The goal of the surgeon is to elucidate the sites of obstruction. There is ongoing controversy in the accuracy of various methods used to assess the possible sites of obstruction as there are a variety of methods that are used in this evaluation. This includes cephalometric analysis, in-office fiberoptic nasopharyngoscopy and Mallampati classification.8 However, these assessments have inherent issues with reliability and various biases such as inter-observer differences. There are significant soft tissue changes that dynamically alters the upper airway with changes in position and sleep-awake states that alter muscle tone. Therefore, it is believed that the best evaluation of the upper airway is in supine position. This thought has led to the use of the Muller maneuver, sleep endoscopy and others.9-11

The goal of ridding the need for CPAP is not always achievable when considering surgery. Therefore, it is crucial that a surgical consultation details specific goal and end-points. If patients are able to tolerate their CPAP machine after the surgery, and this was a treatment goal established prior to surgery, then surgery was successful. If surgery failed to provide a previously established goal of total relief in mild OSA, then the patient will continue to live with OSA, albeit mild, which may go untreated. This group of patients may have been noncompliant with CPAP therapy, but may show improved compliance if they undergo a new CPAP trial.

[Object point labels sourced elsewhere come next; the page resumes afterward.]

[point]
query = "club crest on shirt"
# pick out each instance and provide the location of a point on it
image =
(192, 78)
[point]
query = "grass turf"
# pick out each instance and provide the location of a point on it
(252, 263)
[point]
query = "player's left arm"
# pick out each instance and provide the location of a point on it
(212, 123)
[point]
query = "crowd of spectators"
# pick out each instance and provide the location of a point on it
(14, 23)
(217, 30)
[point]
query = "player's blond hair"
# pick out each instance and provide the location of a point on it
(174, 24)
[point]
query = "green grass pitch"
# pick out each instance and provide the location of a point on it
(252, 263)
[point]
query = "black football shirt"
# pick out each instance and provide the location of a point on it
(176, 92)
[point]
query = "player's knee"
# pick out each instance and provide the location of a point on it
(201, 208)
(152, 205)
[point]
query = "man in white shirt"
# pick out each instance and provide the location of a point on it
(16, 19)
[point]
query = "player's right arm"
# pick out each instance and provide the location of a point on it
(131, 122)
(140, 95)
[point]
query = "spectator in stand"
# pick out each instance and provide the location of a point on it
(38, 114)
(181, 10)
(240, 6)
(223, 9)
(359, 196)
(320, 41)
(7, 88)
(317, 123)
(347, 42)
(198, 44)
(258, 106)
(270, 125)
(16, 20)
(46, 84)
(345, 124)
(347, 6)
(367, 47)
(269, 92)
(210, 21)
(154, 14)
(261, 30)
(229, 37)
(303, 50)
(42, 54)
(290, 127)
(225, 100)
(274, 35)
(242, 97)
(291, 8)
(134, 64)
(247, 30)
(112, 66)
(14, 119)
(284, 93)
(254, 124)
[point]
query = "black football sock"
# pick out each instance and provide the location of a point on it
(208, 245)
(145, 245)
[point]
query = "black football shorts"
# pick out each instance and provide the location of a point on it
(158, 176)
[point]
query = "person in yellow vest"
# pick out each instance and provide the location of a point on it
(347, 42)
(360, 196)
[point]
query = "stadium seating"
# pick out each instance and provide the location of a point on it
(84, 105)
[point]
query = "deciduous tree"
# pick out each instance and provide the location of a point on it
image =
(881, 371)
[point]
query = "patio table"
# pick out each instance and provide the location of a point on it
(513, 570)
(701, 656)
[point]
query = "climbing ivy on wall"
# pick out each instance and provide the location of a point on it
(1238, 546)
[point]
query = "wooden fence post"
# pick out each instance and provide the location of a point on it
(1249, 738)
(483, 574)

The successful surgical treatment of OSA is highly dependent on the availability of a multi-disciplinary approach to ensure congruency throughout the path of each patient’s journey from evaluation to treatment end-point, being surgical or non-surgical modalities. This interdisciplinary team approach maximizes treatment efficiency and outcomes by capitalizing on the unique expertise of each subspecialty member. These members may include a board-certified sleep specialist, an otolaryngologist and an oral & maxillofacial surgeon.

In patients who have a chief complaint of snoring without the presence of OSA, there are multiple nonsurgical options available. These include Pillar procedure, injection somnoplasty, radiofrequency ablation of the inferior turbinates, soft palate or base of tongue reduction. These procedures have also been shown to improve mild to moderate OSA.12

As the use of current surgical options become more focused in their selection and application, the outcomes will gradually improve for OSA patients undergoing surgery. However, future conservative and surgical therapies on the horizon may well serve to supplement the success of the current options. These future therapies will likely involve less invasive modalities with the use of robotics, hypoglossal nerve stimulation, and the use of nasal expiratory positive airway pressure (EPAP) as an alternative to CPAP therapy.13-19

The treatment of OSA is an evolving specialty practice which is best performed via a multidisciplinary approach. Surgical therapy requires an understanding of the intricate dynamics of the upper airway and the variety of available surgical options and techniques. Multi-level surgery is often required to tailor the most effective surgical plan for each patient. Future options for OSA treatment will span medical and surgical management options including the use of robotic technology to improve access and postoperative recovery.

* Currently may be performed via robotic technique, Trans-Oral Robotic Surgery (TORS)

**Tracheostomy is not categorized as it may satisfy one or more of the location groups listed above.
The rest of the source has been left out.